I'm not sure if you guys like tatted women (many don't seem to) but I do. The woman is my avatar is.
Call.Me.Ishmael
9 years ago
No. No ability to edit posts.
Subraman
9 years ago
flagooner-->"If she decides to dance in a club that is so close to where she works/lives/grew up then she is accepting the risk that someone she knows might see her dancing there."

Can't argue that point. In fact, the more I think about it the more I feel that you might as well just sit tight. She's either accepted the obvious risk, and you two might have a great time. Or, she's going to be traumatized by you being there -- but the fact is, if she's so close to where she works and lives, it is INEVITABLE that that she'll run into someone she knows anyway, and if you're the kind of guy who will treat this information with sensitivity and discretion, then better she runs into you than some gossiping bimboy who will tell everyone.
san_jose_guy
9 years ago
The only reason knowing the girl outside would influence me was if I needed to keep a wall between my outside life and my strip club life.

When I was married, this was true. It still is true, though for other reasons.

But soon, strippers and massage girls will be my outside life. So that I knew her elsewhere and am now finding her in a strip club would be a pleasant surprise.

SJG

Magic Carpet Ride
https://www.youtube.com/watch?v=U4WiyxXp…
mjx01
9 years ago
There was this one girl I knew from outside the SC world that I then saw dancing at the local club. We tried hanging out after the revelation of her job and my hobby... as friends. I knew her well enough before seeing her working at the club the knew I wasn't that interested in getting involved with her. Too much drama. This was before I got seriously into TUSCL. Knowing what I know now, I should have played the angle of her helping me get in the know with other dancers. Of course, they are all probably as f-ed up as this chick, so probably dogged a bullet.
shailynn
9 years ago
Wait, you're a nurse? I thought you were a rapper... Hypothetically!
Clackport
9 years ago
I'm a rapper at night time, I have a normal day time job. I don't work in a hospital, I was just making a example. You get the picture though, we both worked at the same place doing different things.
shailynn
9 years ago
I think you misspelled that, do you mean "wrapper" like you wrap all the leftovers for customers in the kitchen at a restaurant, so they can take them home?

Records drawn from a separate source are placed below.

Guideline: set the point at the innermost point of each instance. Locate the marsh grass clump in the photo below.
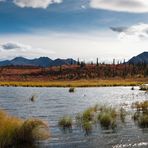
(65, 122)
(33, 130)
(141, 114)
(32, 98)
(107, 117)
(72, 89)
(87, 127)
(123, 114)
(15, 131)
(141, 106)
(144, 87)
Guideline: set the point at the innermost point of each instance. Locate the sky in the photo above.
(85, 29)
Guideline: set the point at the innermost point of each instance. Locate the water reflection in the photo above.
(52, 103)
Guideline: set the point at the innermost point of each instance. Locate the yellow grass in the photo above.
(76, 83)
(15, 131)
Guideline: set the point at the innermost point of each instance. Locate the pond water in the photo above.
(52, 103)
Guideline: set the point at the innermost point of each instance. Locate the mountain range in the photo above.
(141, 58)
(42, 62)
(47, 62)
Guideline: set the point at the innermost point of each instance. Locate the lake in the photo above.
(52, 103)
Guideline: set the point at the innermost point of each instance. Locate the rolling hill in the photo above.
(42, 62)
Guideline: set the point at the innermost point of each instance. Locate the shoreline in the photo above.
(76, 83)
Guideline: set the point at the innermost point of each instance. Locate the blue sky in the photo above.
(73, 28)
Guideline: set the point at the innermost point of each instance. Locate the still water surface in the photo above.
(52, 103)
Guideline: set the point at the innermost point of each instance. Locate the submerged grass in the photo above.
(107, 117)
(144, 87)
(15, 131)
(65, 122)
(72, 89)
(76, 83)
(141, 114)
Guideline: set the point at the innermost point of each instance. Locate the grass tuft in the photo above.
(65, 122)
(15, 131)
(72, 89)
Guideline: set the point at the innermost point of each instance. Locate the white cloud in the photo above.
(133, 33)
(35, 3)
(15, 49)
(103, 45)
(133, 6)
(14, 46)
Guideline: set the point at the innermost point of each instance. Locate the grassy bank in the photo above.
(76, 83)
(15, 131)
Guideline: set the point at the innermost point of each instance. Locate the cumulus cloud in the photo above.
(14, 46)
(35, 3)
(134, 6)
(135, 32)
(14, 49)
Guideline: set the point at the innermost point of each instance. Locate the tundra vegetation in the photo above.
(105, 116)
(15, 131)
(141, 113)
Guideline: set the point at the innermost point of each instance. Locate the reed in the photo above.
(15, 131)
(65, 122)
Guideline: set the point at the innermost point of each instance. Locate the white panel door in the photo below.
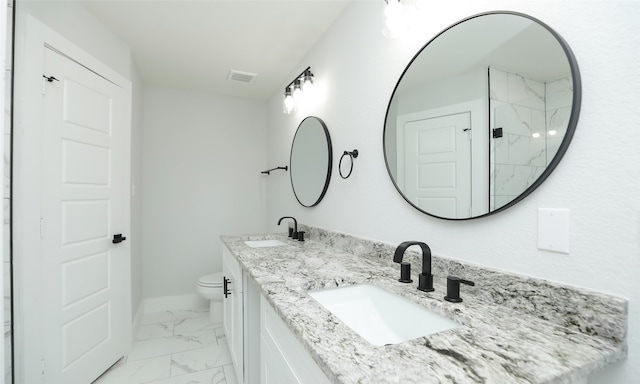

Or do you "wrap" all those pallets of toilet paper with stretchy plastic in a warehouse then ship them out to all of the Costcos across the USA?

Are you the guy that "wraps" the tacos in the taco assembly line at Taco Bell?

lmao - I'm just fuckin' wit ya!
Clackport
9 years ago
^^^you're hurting my feelings, I'm a janitor and I make minimum wage!
shailynn
9 years ago
man after posting that image of a Taco Bell kitchen now I'm craving a Doritos Locos Taco for some reason.
flagooner
9 years ago
Mmmmmm tacos
Jascoi
8 years ago
at my age running into a dancer that i would know would be almost impossible... she would have to be my youngest daughters age of 35 and more than likely my granddaughters age. and as for coworkers... there is only one out of many hundreds that might possibly dance.
stripfighter
8 years ago
I'd play it cool. Make eye contact and let her decide if she wants to come over. And if she does, address her as friendly face gauging and making her as comfortable as possible. Depending on how she acts is how I'd move forward.